A Large-Scale Study of Probabilistic Calibration in Neural Network Regression
This work addresses the need for accurate probabilistic predictions in regression tasks, which is crucial for optimal decision-making in various applications, though it is incremental as it builds on existing calibration research by extending it to regression.
The paper tackles the problem of probabilistic calibration in neural network regression, conducting a large-scale empirical study to assess calibration and evaluate methods like recalibration, conformal prediction, and regularization, finding that regularization offers a good tradeoff between calibration and sharpness, and post-hoc methods show superior calibration due to finite-sample coverage guarantees.
Accurate probabilistic predictions are essential for optimal decision making. While neural network miscalibration has been studied primarily in classification, we investigate this in the less-explored domain of regression. We conduct the largest empirical study to date to assess the probabilistic calibration of neural networks. We also analyze the performance of recalibration, conformal, and regularization methods to enhance probabilistic calibration. Additionally, we introduce novel differentiable recalibration and regularization methods, uncovering new insights into their effectiveness.
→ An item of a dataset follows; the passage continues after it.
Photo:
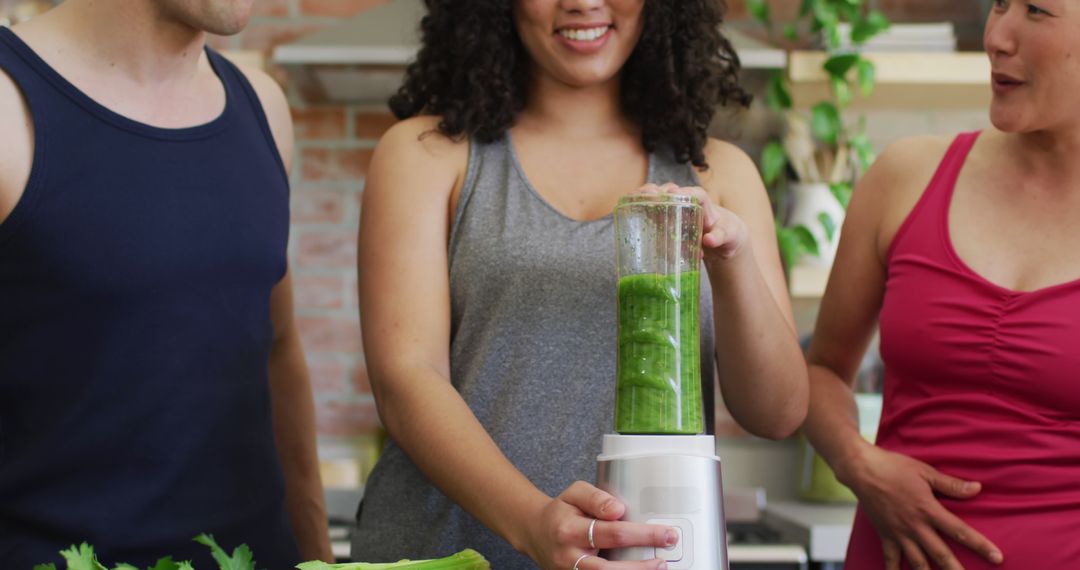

Our findings reveal that regularization methods offer a favorable tradeoff between calibration and sharpness. Post-hoc methods exhibit superior probabilistic calibration, which we attribute to the finite-sample coverage guarantee of conformal prediction. Furthermore, we demonstrate that quantile recalibration can be considered as a specific case of conformal prediction. Our study is fully reproducible and implemented in a common code base for fair comparisons.